Queda la participación obligada. Alumnos de escuelas que son obligados a participar, empleados de las ciudades y de las instituciones paralelas que no tienen otra opción que no participar. Y,por supuesto, sigue apareciendo el séquito de electos y nombrados que tienen también por obligación contribuir para que el número de “citizen engagement” resulte en una foto o en una pieza periodística que justifique la acción, más mediática que envolvente, de un pelotón de ciudadanos perdidos entre telenovelas, reallity shows o programas de fin-de-semana para ganar euros fáciles por el teléfono.

¡Qué pesado! En breve podré ser multado o quizáir a la cárcel, debido a una acción de ‘citizen engagement’ que, con mi equipo estoy preparando. También algunos, arquitectos por ejemplo, hace algunos años hacían rave parties y instalaciones clandestinas en el centro de Ámsterdam y tuvieron problemas con la autoridad. Con la  rigidez de las ley y del gobierno de la ciudad que se escandalizan cuando la participación ciudadana no los invitaa la fiesta. Hoy, ese grupo de arquitectos de que hablo, es uno de los más famosos en el mundo. Todo porque no renunciaron a la creatividad y cuando todo parecía un desierto, tuvieron una idea. ¡Imprimir una casa! Merecieron el interese y el reconocimiento mundial con la visita del presidente de los Estados Unidos de la América y la ciudad no tuve otro remedio si no los incluir en el portfolio de los campeones.

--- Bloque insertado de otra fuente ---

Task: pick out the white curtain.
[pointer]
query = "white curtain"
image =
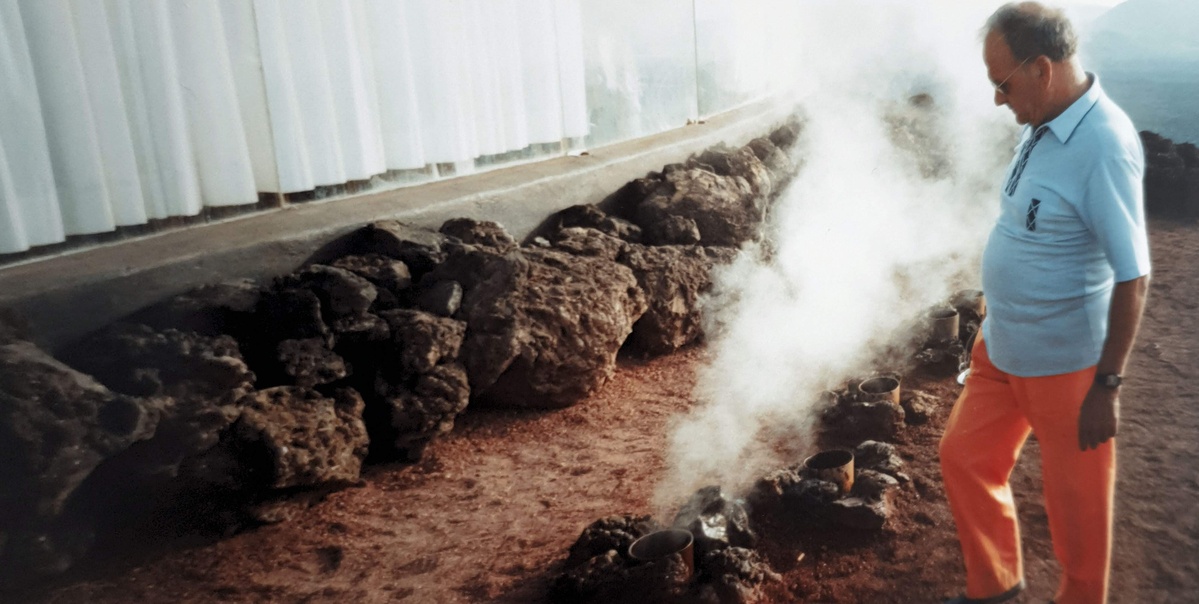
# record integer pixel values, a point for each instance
(119, 112)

Caro ciudadano. ¿En verdad no se siente colaborador en las acciones de su ciudad? Pues difícilmente lo será mientras el marketing y la propaganda dominaren la comunicación en las ciudades. Felizmente hay excepciones. Ciudades administradas y gestionadas por verdaderos Quijotes que cambiaron la paz de la locura creativa, honesta y sincera por la ruina de la política, de la disimulación y artimaña.

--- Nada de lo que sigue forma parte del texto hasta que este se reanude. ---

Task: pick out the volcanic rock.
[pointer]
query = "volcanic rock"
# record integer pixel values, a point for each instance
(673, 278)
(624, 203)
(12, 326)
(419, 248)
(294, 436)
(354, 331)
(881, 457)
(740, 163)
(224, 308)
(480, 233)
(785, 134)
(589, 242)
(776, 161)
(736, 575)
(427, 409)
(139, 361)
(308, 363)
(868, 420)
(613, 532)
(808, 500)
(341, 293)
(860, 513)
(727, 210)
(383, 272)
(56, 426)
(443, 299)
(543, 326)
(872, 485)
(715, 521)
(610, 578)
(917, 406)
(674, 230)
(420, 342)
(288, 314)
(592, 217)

Infelizmente ocurrirá una de las dos cosas. La fugacidad y el consecuente abandono o transformación y asimilación del mal. Mientras eso, los ciudadanos son envueltos en una bruma de conceptos y bombardeados con distracciones que os dividen más que unen, que os distraen más que los envuelven.

Una ciudad nunca será inteligente sin ciudadanos inteligentes. También no lo será sin una comunicación honesta, transparente y franca. Etiquetas de Smart Cities están en venta por todo el mundo pero solamente las compra quienes las necesita.